Header background

Understanding Garbage Collection and hunting Memory Leaks in Node.js

Whenever there is bad press coverage of Node.js, it is (typically) related to performance problems. This does not mean that Node.js is more prone to problems than other technologies – the user must simply be aware of certain things about how Node.js works. While this technology has a rather flat learning curve, the machinery that keeps Node.js ticking is quite complex and you must understand it to preemptively avoid performance pitfalls. And if things go wrong you need to know how to fix things fast.

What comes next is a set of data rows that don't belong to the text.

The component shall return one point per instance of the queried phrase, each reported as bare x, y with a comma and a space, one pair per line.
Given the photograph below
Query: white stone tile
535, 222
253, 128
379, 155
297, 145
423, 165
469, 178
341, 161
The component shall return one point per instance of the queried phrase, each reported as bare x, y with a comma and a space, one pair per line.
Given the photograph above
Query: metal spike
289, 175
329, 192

In this post, I’ll cover how Node.js manages memory and how to trace down memory-related problems. Unlike platforms like PHP, Node.js applications are long-running processes. While this has lots of positive implications such as allowing database connections to be set up once and then reused for all requests, this may also cause problems. But first, let’s cover some Node.js basics.

Real Austrian garbage collection vehicle
Figure 1: A real Austrian garbage collection vehicleSaubermacher)

Node.js is a C++ program controlled via V8 JavaScript

Google V8 is a JavaScript engine initially created for Google Chrome but it can also be used as a standalone. This makes it the perfect fit for Node.js, and it is the only part of the platform that actually ‘understands’ JavaScript. V8 compiles JavaScript down to native code and executes it. During execution it manages the allocation and freeing of memory as needed. This means that if we talk about memory management in Node.js we actually always talk about V8.

Please read on here for a simple example on how to use V8 from a C++ perspective.

V8’s Memory Scheme

A running program is always represented through some space allocated in memory. This space is called Resident Set. V8 uses a scheme similar the Java Virtual Machine and divides the memory into segments:

  • Code: the actual code being executed
  • Stack: contains all value types (primitives like integer or Boolean) with pointers referencing objects on the heap and pointers defining the control flow of the program
  • Heap: a memory segment dedicated to storing reference types like objects, strings, and closures.
Figure 2: V8 Memory Scheme
Figure 2: V8 Memory Scheme

Within Node.js the current memory usage can easily be queried by calling process.memoryUsage().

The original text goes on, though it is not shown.